7. An inductive pressure transmitter according to claim 2, characterized in that: The pressure-deformable diaphragm (1) has annular gaskets (11) on both sides, which are stacked together to form an integral welded in the cavity (5a).

8. An inductive pressure transmitter according to claim 6, characterized in that: The left elastic isolation diaphragm (8) has a left medium chamber (A11) between its left end and the base (5), and the right medium chamber (A12) has a right medium chamber between its right end and the base (5). The left medium chamber (A11) and the right medium chamber (A12) are connected by the inner cavity (2a), which is directly opposite the center of the left elastic isolation diaphragm (8). The base (5) is provided with a channel (5d) that runs through it along its axial direction, and the channel (5d) connects the left medium chamber (A11) and the right medium chamber (A12).
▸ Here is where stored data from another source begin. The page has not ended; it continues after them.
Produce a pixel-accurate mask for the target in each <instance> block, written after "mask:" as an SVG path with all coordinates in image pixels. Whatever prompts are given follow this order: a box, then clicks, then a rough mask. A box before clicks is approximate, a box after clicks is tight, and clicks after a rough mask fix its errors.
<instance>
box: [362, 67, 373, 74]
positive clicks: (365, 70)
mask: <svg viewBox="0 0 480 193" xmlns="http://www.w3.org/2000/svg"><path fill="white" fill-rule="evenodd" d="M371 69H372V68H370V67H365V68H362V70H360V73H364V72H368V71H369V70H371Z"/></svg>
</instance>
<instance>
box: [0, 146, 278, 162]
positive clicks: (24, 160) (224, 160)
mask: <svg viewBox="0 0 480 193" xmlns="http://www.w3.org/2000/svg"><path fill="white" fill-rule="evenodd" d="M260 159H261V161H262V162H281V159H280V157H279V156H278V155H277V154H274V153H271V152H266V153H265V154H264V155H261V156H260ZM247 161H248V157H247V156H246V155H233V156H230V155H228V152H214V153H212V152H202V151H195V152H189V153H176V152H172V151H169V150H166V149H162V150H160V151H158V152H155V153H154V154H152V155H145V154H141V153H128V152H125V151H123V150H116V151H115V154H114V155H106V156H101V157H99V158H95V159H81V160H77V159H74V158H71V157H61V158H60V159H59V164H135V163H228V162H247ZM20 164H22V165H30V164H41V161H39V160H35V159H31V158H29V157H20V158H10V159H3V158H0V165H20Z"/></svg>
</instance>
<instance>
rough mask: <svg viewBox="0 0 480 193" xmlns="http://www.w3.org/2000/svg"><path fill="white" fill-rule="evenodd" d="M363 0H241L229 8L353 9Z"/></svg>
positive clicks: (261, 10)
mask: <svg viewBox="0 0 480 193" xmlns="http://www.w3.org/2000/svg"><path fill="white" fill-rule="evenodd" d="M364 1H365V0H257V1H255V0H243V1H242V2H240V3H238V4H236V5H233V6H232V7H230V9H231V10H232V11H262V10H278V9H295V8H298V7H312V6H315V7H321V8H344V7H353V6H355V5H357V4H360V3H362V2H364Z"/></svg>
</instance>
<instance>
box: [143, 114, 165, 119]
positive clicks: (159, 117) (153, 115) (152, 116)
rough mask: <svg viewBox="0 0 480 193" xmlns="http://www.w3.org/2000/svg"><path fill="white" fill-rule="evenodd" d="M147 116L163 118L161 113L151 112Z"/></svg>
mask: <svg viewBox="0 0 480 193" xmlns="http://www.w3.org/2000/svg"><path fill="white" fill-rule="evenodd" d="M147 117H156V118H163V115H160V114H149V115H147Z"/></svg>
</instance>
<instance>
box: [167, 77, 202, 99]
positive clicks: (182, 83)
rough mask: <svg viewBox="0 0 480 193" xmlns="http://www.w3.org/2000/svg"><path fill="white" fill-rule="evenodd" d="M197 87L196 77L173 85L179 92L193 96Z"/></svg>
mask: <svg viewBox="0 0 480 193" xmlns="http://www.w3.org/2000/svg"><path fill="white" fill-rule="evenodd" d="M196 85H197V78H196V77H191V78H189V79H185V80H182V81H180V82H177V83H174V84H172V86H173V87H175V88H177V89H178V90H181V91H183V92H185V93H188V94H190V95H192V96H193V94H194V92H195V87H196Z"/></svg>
9. An inductive pressure transmitter according to claim 4, characterized in that: The base (5) has a first groove (5b) on its left end face, and the bottom shape of the first groove (5b) is adapted to the left elastic isolation diaphragm (8); The partition (12) has a second groove (12b) on its right end face that is adapted to the bottom of the right elastic isolation diaphragm (9).

10. An inductive pressure transmitter according to claim 2, characterized in that: The base (5) has a mounting hole (5c) along its radial direction, and an electrical connection socket (10) is installed in the mounting hole (5c).